Sharding key	When to use it
`cityHash64(user_id)`	User-centric queries — rows for the same user always land on the same shard
`toYYYYMMDD(timestamp)`	Time-series data where queries filter by date range
`region_id`	Data that is frequently filtered by geographic region
`rand()`	No dominant query pattern — prioritizes even distribution

Choose your sharding key carefully based on your query patterns. A well-chosen sharding key ensures even data distribution and lets ClickHouse® route queries efficiently to specific shards.

Create a local table

Create the local table that stores data on each shard. This table uses a standard table engine like ReplicatedMergeTree.

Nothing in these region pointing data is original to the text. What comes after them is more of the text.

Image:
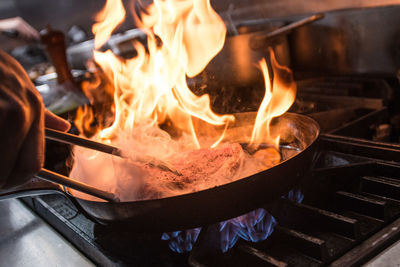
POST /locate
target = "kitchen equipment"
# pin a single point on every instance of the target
(84, 142)
(206, 206)
(236, 64)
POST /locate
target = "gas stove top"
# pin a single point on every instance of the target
(348, 202)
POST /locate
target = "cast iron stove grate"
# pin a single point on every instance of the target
(351, 199)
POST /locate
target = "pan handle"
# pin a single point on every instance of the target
(82, 187)
(258, 41)
(33, 187)
(47, 182)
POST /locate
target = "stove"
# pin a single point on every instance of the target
(345, 211)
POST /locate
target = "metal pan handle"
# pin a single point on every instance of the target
(47, 182)
(33, 187)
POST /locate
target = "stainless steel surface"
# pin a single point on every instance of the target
(350, 41)
(26, 240)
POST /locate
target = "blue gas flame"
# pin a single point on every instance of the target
(254, 226)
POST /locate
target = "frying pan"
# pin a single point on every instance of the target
(219, 203)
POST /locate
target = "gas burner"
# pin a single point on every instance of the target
(348, 201)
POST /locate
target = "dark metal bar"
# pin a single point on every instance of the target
(266, 260)
(361, 204)
(322, 219)
(63, 180)
(371, 247)
(354, 146)
(259, 41)
(381, 186)
(80, 141)
(311, 246)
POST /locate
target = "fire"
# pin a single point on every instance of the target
(279, 96)
(152, 86)
(150, 90)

Execute this query once — ClickHouse® propagates it to all shards automatically: :

CREATE TABLE mytable_local
(
    id UInt64,
    timestamp DateTime,
    user_id UInt32,
    event_type String,
    value Float64
)
PARTITION BY toYYYYMM(timestamp)
ORDER BY (id, timestamp);

Create a distributed table

Once the local tables exists, create a distributed table that references it:

CREATE TABLE mytable_distributed
(
    id UInt64,
    timestamp DateTime,
    user_id UInt32,
    event_type String,
    value Float64
)
ENGINE = Distributed('scw', 'default', mytable_local, cityHash64(user_id));

The Distributed engine takes the following parameters:

ENGINE = Distributed(cluster_name, database_name, local_table_name, sharding_key)

Parameter	Description
`cluster_name`	The name of the cluster (`'scw'` for Scaleway Data Warehouse)
`database_name`	The name of the database containing the local table
`local_table_name`	The name of the local table that stores the data
`sharding_key`	An expression used to determine which shard receives each row

Query the distributed table

Once both tables exist, insert and query data through the distributed table:

-- Insert data (automatically distributed across shards)
INSERT INTO mytable_distributed 
SELECT * FROM source_data;

-- Query data (automatically parallelized across shards)
SELECT 
    user_id, 
    count() as event_count
FROM mytable_distributed
WHERE timestamp >= now() - INTERVAL 7 DAY
GROUP BY user_id;

For more details on the Distributed table engine, see the official ClickHouse® documentation.